1 files changed, 72 insertions, 72 deletions
diff --git a/source/csv_decoder.h b/source/csv_decoder.h
index 446f1da..3d09dc6 100644
--- a/source/csv_decoder.h
+++ b/source/csv_decoder.h
@@ -55,6 +55,7 @@ struct csv_table
    csv_header  *header;
    s32         row_count;
    s32         header_count;
+    b32         finding_headers;
 };
@@ -63,17 +64,15 @@ struct csv_token_list
 {
    csv_token *start_token;
    csv_token *end_token;
 };
 read_only global_variable
 csv_token nil_csv_token=
 {
-    .lexeme         = {.data = NULL, .size =0},
+    .lexeme         = {.data = NULL, .size = 0},
    .type           = 0,
    .flags          = 0,
    .next_token     = &nil_csv_token,
 };
 read_only global_variable
@@ -90,7 +89,6 @@ csv_token_list nil_csv_token_list =
    .end_token   = &nil_csv_token,
 };
 read_only global_variable
 csv_row  nil_csv_row =
 {
@@ -113,28 +111,32 @@ is_nil_csv_token(csv_token *token)
    return ((token == NULL) || (token == &nil_csv_token)); 
 }
+// TODO(nasr): segfaulting because end_token not allocated
 internal void
 csv_token_list_append_token(csv_token_list *source_token_list, csv_token *source_token)
 {
    source_token_list->end_token->next_token = source_token;
    source_token_list->end_token             = source_token;
 }
 //- concatenate 2 token lists so we can handle parsing individual rows and concatenating them to eachother
 internal void
 csv_token_list_concat_list(csv_token_list *destination, csv_token_list *source)
 {
+    if(is_nil_csv_token(source->start_token)) return;
-    csv_token *source_ct = source->start_token;
+    csv_token *source_ct      = source->start_token;
-    csv_token *destination_end_ct = destination->end_token;
+    csv_token *destination_et = destination->end_token;
-     for(;!is_nil_csv_token(source_ct); source_ct = source_ct->next_token)

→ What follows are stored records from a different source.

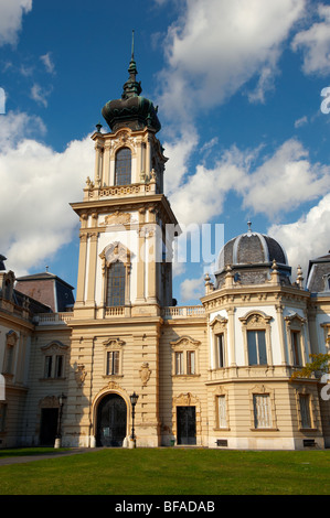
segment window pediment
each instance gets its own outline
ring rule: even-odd
[[[125,265],[130,263],[131,252],[125,245],[119,241],[111,242],[108,245],[99,255],[103,263],[109,268],[116,261],[124,262]]]
[[[213,319],[213,321],[210,324],[210,327],[212,328],[214,334],[220,334],[220,333],[224,333],[224,331],[226,330],[227,323],[228,323],[227,319],[219,315],[219,316],[215,316],[215,319]]]
[[[248,328],[265,328],[266,325],[269,325],[272,319],[263,311],[249,311],[245,316],[241,316],[239,321]]]
[[[289,326],[291,330],[298,330],[298,331],[300,331],[301,326],[306,323],[306,319],[298,315],[298,313],[285,316],[284,320],[285,320],[287,326]]]
[[[50,342],[49,344],[43,345],[41,347],[41,350],[43,353],[57,353],[58,350],[64,352],[66,349],[68,349],[68,345],[64,345],[62,342],[57,339]]]
[[[173,350],[187,350],[187,349],[196,349],[201,342],[191,338],[190,336],[181,336],[181,338],[175,342],[170,342]]]
[[[107,349],[117,349],[121,348],[125,345],[125,342],[119,338],[108,338],[103,343],[104,347]]]

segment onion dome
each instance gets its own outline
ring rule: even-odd
[[[307,289],[311,293],[327,294],[330,292],[330,250],[326,256],[311,259],[308,265]]]
[[[120,99],[109,100],[102,109],[102,115],[111,131],[123,126],[132,130],[142,129],[146,126],[158,132],[161,125],[158,120],[158,108],[151,100],[141,97],[141,83],[137,82],[137,65],[134,58],[134,41],[131,47],[131,60],[128,67],[129,78],[123,87]]]
[[[226,242],[219,255],[216,287],[224,283],[228,266],[236,282],[260,284],[269,281],[275,263],[280,281],[290,284],[291,268],[285,249],[270,236],[253,231],[248,222],[248,231]]]

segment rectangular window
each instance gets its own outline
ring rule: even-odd
[[[216,411],[217,411],[217,428],[227,428],[227,416],[226,416],[226,397],[217,396],[216,398]]]
[[[247,332],[248,365],[267,365],[265,331]]]
[[[311,428],[309,395],[300,393],[299,403],[300,403],[301,428]]]
[[[299,332],[291,331],[291,344],[292,344],[294,365],[301,365],[300,333]]]
[[[108,350],[107,353],[107,376],[119,374],[119,350]]]
[[[175,374],[183,374],[183,353],[175,353]]]
[[[53,356],[46,356],[44,359],[44,377],[45,378],[52,377],[52,364],[53,364]]]
[[[55,359],[55,378],[63,377],[63,355],[56,356]]]
[[[107,306],[125,305],[125,265],[120,261],[110,265],[107,280]]]
[[[4,432],[4,429],[6,429],[6,413],[7,413],[7,404],[0,403],[0,433]]]
[[[195,374],[195,354],[193,350],[187,353],[187,374]]]
[[[13,346],[8,345],[6,349],[4,374],[13,374]]]
[[[272,428],[270,397],[268,393],[253,396],[254,427]]]
[[[216,368],[224,367],[224,335],[216,335]]]

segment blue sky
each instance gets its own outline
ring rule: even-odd
[[[121,95],[132,30],[183,228],[222,224],[228,240],[251,218],[284,245],[292,280],[298,265],[306,276],[330,249],[330,6],[308,0],[0,0],[7,267],[19,276],[49,266],[76,285],[68,204],[93,174],[89,137],[98,121],[107,130],[102,107]],[[180,304],[198,302],[210,269],[175,266]]]

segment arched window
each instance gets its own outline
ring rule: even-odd
[[[115,185],[128,185],[131,183],[131,151],[121,148],[116,154]]]
[[[107,306],[125,305],[126,268],[124,262],[113,262],[108,268]]]

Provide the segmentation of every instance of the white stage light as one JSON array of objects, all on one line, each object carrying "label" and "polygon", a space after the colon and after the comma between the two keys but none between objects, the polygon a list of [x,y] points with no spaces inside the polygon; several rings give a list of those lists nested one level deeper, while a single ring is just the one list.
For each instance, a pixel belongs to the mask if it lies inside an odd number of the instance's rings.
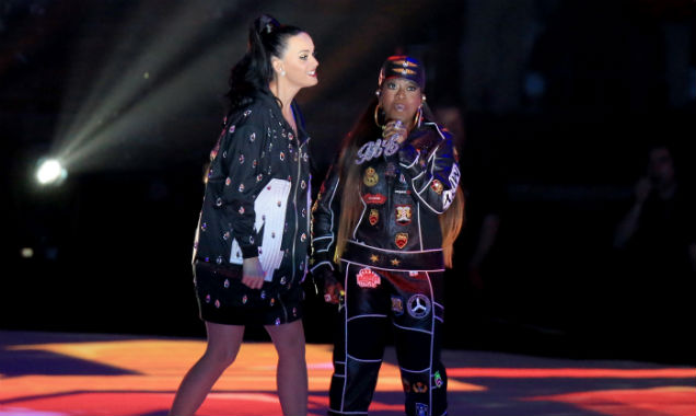
[{"label": "white stage light", "polygon": [[68,171],[56,159],[45,160],[36,171],[36,180],[42,185],[62,182],[66,176],[68,176]]}]

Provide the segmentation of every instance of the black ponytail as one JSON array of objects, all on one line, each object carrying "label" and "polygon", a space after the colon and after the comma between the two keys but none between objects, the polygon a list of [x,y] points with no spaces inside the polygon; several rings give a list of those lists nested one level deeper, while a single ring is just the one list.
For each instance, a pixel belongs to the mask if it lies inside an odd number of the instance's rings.
[{"label": "black ponytail", "polygon": [[288,37],[302,32],[299,27],[278,23],[268,14],[256,18],[248,31],[246,54],[230,74],[230,90],[225,94],[229,113],[251,104],[256,91],[270,93],[268,83],[274,79],[270,58],[282,57]]}]

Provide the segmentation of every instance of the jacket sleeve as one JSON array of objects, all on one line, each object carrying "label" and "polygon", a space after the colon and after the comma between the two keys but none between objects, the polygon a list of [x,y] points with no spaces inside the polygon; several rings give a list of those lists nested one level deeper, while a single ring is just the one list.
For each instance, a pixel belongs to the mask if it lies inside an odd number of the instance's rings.
[{"label": "jacket sleeve", "polygon": [[230,124],[217,154],[225,175],[223,184],[219,185],[221,196],[213,204],[225,210],[232,236],[240,245],[243,258],[258,256],[254,201],[267,182],[262,174],[262,166],[267,164],[262,160],[265,142],[262,131],[265,129],[260,123],[252,123],[251,119]]},{"label": "jacket sleeve", "polygon": [[336,165],[328,169],[326,178],[312,207],[312,269],[334,269],[334,252],[340,216],[340,189]]},{"label": "jacket sleeve", "polygon": [[438,126],[431,131],[431,146],[407,142],[398,151],[402,172],[411,192],[428,209],[443,213],[454,200],[460,183],[452,137]]}]

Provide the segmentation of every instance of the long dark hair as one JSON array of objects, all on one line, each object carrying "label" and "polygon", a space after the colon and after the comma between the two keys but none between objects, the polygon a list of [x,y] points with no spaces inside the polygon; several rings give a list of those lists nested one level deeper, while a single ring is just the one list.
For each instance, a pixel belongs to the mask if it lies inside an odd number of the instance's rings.
[{"label": "long dark hair", "polygon": [[[360,192],[360,165],[355,163],[358,150],[370,140],[382,137],[382,129],[374,120],[375,107],[379,101],[373,97],[367,109],[356,122],[352,130],[344,138],[338,160],[335,167],[338,170],[339,184],[343,184],[340,200],[340,217],[336,238],[336,250],[334,253],[335,263],[346,249],[346,242],[352,239],[352,231],[358,224],[363,206],[358,193]],[[425,120],[433,120],[432,112],[424,102]],[[440,230],[442,232],[442,249],[444,264],[452,267],[453,244],[462,230],[464,222],[464,194],[457,186],[454,203],[450,208],[440,215]]]},{"label": "long dark hair", "polygon": [[271,57],[281,58],[288,44],[288,37],[300,34],[299,27],[278,23],[272,16],[262,14],[254,20],[248,30],[246,54],[232,68],[228,113],[251,104],[257,91],[268,91],[268,83],[274,79]]}]

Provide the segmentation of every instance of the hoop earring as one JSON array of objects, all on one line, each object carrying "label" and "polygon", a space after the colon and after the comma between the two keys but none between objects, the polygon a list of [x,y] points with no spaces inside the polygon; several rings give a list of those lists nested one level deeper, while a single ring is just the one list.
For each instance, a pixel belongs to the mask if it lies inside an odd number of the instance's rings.
[{"label": "hoop earring", "polygon": [[421,123],[422,123],[422,105],[418,107],[418,111],[416,112],[416,116],[414,117],[414,127],[420,127]]},{"label": "hoop earring", "polygon": [[380,124],[380,104],[374,107],[374,124],[378,125],[379,128],[384,128],[384,126]]}]

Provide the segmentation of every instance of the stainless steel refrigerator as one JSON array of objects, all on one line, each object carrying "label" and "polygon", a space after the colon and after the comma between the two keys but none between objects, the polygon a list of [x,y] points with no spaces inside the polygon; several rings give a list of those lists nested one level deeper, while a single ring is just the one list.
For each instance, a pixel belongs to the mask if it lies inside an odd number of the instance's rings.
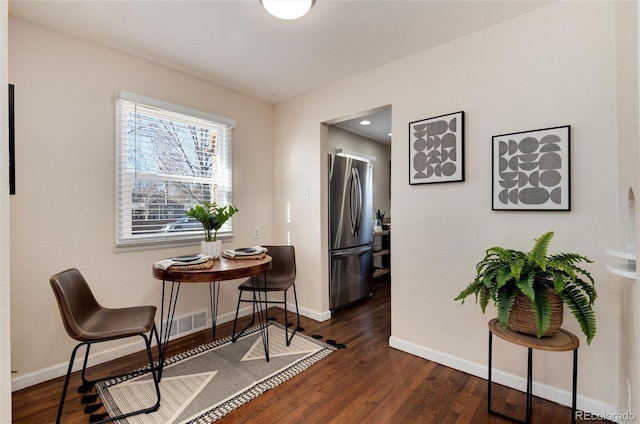
[{"label": "stainless steel refrigerator", "polygon": [[372,293],[373,166],[329,155],[329,308]]}]

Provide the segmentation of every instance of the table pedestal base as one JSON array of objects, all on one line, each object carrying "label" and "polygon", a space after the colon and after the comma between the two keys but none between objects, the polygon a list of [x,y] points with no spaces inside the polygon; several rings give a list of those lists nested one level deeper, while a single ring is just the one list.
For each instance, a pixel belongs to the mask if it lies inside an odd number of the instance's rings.
[{"label": "table pedestal base", "polygon": [[[544,339],[537,339],[535,336],[527,336],[519,333],[512,332],[510,330],[502,329],[498,327],[497,319],[492,320],[489,323],[489,378],[487,387],[487,411],[491,414],[499,415],[503,418],[510,419],[518,423],[529,424],[531,423],[531,413],[533,409],[533,349],[541,350],[553,350],[553,351],[567,351],[573,350],[573,391],[572,391],[572,403],[571,403],[571,423],[576,422],[576,399],[577,399],[577,387],[578,387],[578,341],[577,338],[566,330],[561,330],[564,334],[568,335],[570,340],[561,344],[545,344]],[[527,400],[526,400],[526,412],[525,420],[519,420],[514,417],[510,417],[501,412],[497,412],[493,409],[491,402],[492,395],[492,359],[493,359],[493,334],[494,332],[504,340],[512,343],[519,344],[527,347]],[[555,336],[554,336],[555,337]],[[536,343],[536,340],[538,342]],[[546,340],[552,340],[547,338]]]}]

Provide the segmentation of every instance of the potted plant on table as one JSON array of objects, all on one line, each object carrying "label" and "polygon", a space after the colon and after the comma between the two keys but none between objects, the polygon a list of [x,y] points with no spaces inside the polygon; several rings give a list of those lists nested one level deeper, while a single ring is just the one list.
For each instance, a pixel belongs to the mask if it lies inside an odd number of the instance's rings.
[{"label": "potted plant on table", "polygon": [[579,264],[592,261],[577,253],[547,255],[553,234],[536,239],[528,253],[488,249],[476,266],[474,280],[455,300],[464,303],[474,294],[483,313],[493,300],[503,327],[538,337],[551,336],[560,328],[564,302],[590,344],[596,333],[597,293],[591,274]]},{"label": "potted plant on table", "polygon": [[186,212],[187,216],[197,219],[204,229],[204,241],[201,242],[201,253],[212,258],[222,254],[222,241],[218,240],[218,230],[238,212],[235,206],[218,206],[216,203],[202,202]]}]

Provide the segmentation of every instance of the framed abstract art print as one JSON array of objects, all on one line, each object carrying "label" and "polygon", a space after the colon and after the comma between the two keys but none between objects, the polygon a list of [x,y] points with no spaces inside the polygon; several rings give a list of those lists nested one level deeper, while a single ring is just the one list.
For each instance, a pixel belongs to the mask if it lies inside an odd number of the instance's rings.
[{"label": "framed abstract art print", "polygon": [[464,112],[409,123],[409,184],[464,181]]},{"label": "framed abstract art print", "polygon": [[571,127],[502,134],[492,144],[493,210],[571,210]]}]

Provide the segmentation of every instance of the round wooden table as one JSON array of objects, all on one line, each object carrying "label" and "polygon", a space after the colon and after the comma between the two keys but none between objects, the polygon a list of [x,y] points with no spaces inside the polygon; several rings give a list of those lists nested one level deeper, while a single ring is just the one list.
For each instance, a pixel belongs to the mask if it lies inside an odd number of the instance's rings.
[{"label": "round wooden table", "polygon": [[[509,417],[500,412],[496,412],[491,407],[491,358],[493,348],[493,335],[500,337],[510,343],[517,344],[519,346],[526,347],[528,349],[527,359],[527,406],[525,421],[517,420],[513,417]],[[572,393],[572,406],[571,406],[571,422],[576,422],[576,390],[578,383],[578,347],[580,346],[580,340],[567,330],[559,329],[558,332],[551,337],[536,337],[529,334],[519,333],[517,331],[503,328],[498,318],[494,318],[489,321],[489,387],[488,387],[488,401],[487,410],[496,415],[500,415],[505,418],[517,422],[530,423],[531,422],[531,409],[533,404],[533,349],[546,350],[551,352],[569,352],[573,351],[573,393]]]},{"label": "round wooden table", "polygon": [[[218,299],[220,294],[220,281],[235,280],[238,278],[255,278],[260,284],[260,275],[263,276],[263,283],[266,285],[266,272],[271,269],[271,256],[265,255],[261,259],[227,259],[224,257],[212,261],[213,266],[204,269],[193,269],[194,266],[173,265],[167,269],[159,269],[155,266],[153,277],[162,281],[162,303],[160,305],[160,370],[158,377],[162,376],[162,368],[166,359],[167,346],[169,344],[169,334],[175,316],[178,295],[180,294],[181,283],[208,283],[209,301],[211,307],[211,329],[213,338],[216,338],[216,322],[218,316]],[[167,285],[171,285],[171,290],[167,293]],[[167,307],[165,309],[165,303]],[[264,308],[266,314],[266,305]],[[258,316],[261,317],[262,310]],[[269,339],[266,331],[266,317],[260,320],[262,340],[265,348],[267,361],[269,360]]]}]

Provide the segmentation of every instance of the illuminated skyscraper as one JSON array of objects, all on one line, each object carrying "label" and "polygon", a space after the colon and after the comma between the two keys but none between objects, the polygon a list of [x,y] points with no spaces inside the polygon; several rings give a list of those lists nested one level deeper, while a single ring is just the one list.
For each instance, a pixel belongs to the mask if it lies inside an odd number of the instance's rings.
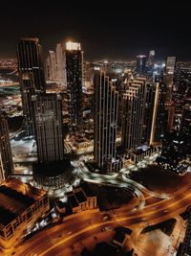
[{"label": "illuminated skyscraper", "polygon": [[151,50],[149,52],[149,58],[148,58],[147,65],[148,65],[148,67],[153,68],[154,64],[155,64],[155,50]]},{"label": "illuminated skyscraper", "polygon": [[143,105],[142,142],[148,145],[154,142],[154,133],[159,104],[159,82],[146,81]]},{"label": "illuminated skyscraper", "polygon": [[146,72],[146,56],[137,56],[137,74],[138,76],[143,76]]},{"label": "illuminated skyscraper", "polygon": [[0,110],[0,182],[13,171],[7,114]]},{"label": "illuminated skyscraper", "polygon": [[66,43],[66,72],[69,96],[70,125],[80,129],[82,122],[83,52],[80,43]]},{"label": "illuminated skyscraper", "polygon": [[95,75],[95,161],[104,173],[117,171],[117,127],[118,92],[105,73]]},{"label": "illuminated skyscraper", "polygon": [[22,38],[17,45],[18,72],[27,135],[33,135],[32,95],[45,92],[42,48],[38,38]]},{"label": "illuminated skyscraper", "polygon": [[161,142],[165,138],[167,130],[168,111],[165,108],[166,86],[162,82],[159,84],[159,101],[157,108],[157,119],[155,125],[154,141]]},{"label": "illuminated skyscraper", "polygon": [[141,145],[145,79],[133,81],[122,99],[122,147],[129,151]]},{"label": "illuminated skyscraper", "polygon": [[46,79],[48,81],[56,81],[56,57],[53,51],[49,51],[46,59]]},{"label": "illuminated skyscraper", "polygon": [[61,87],[66,86],[66,60],[61,43],[57,43],[56,55],[56,80]]},{"label": "illuminated skyscraper", "polygon": [[172,100],[173,80],[176,67],[176,57],[167,57],[163,82],[166,84],[165,103],[169,104]]},{"label": "illuminated skyscraper", "polygon": [[61,96],[54,93],[32,97],[38,162],[62,160],[64,156]]}]

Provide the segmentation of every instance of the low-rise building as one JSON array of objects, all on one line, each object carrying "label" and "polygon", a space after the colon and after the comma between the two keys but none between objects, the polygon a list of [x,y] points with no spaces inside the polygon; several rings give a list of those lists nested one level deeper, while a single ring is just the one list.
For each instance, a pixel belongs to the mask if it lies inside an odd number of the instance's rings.
[{"label": "low-rise building", "polygon": [[46,191],[17,179],[4,181],[0,185],[0,247],[13,247],[49,208]]},{"label": "low-rise building", "polygon": [[67,194],[68,204],[73,213],[97,208],[96,196],[86,183]]}]

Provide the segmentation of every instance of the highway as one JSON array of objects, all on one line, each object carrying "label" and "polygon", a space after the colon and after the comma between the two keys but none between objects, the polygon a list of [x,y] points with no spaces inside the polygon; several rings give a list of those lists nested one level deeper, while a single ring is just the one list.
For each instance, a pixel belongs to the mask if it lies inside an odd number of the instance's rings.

+    // walk source and stitch each node onto destination's tail
-     {
+    for(; !is_nil_csv_token(source_ct); source_ct = source_ct->next_token)
-         destination_end_ct->next_token = source_ct;
+    {
-     }
+        destination_et->next_token = source_ct;
+        destination_et             = source_ct;
+    }
-     destination->end_token = source_ct;
+    // destination_et now points at the last real source node (not the nil sentinel)
+    destination->end_token = destination_et;
 }
 #if 0
@@ -153,88 +155,80 @@ parse_csv_row(string8 row_buffer)
 internal csv_token *
 tokenize_csv(string8 buffer, mem_arena *arena, csv_table *table, csv_token_list *token_list)
 {
    unused(token_list);
-    b32 finding_headers = TRUE;
    if(buffer.size == 0) return NULL;
-    csv_token *tok = PushStruct(arena, csv_token);
    // URGENT(nasr): segfaulting because memcpy of strring value doesnt  work dammit
    // NOPE ITS BEECAUSE WEE DONT LOAD CSV OR SOMTHING???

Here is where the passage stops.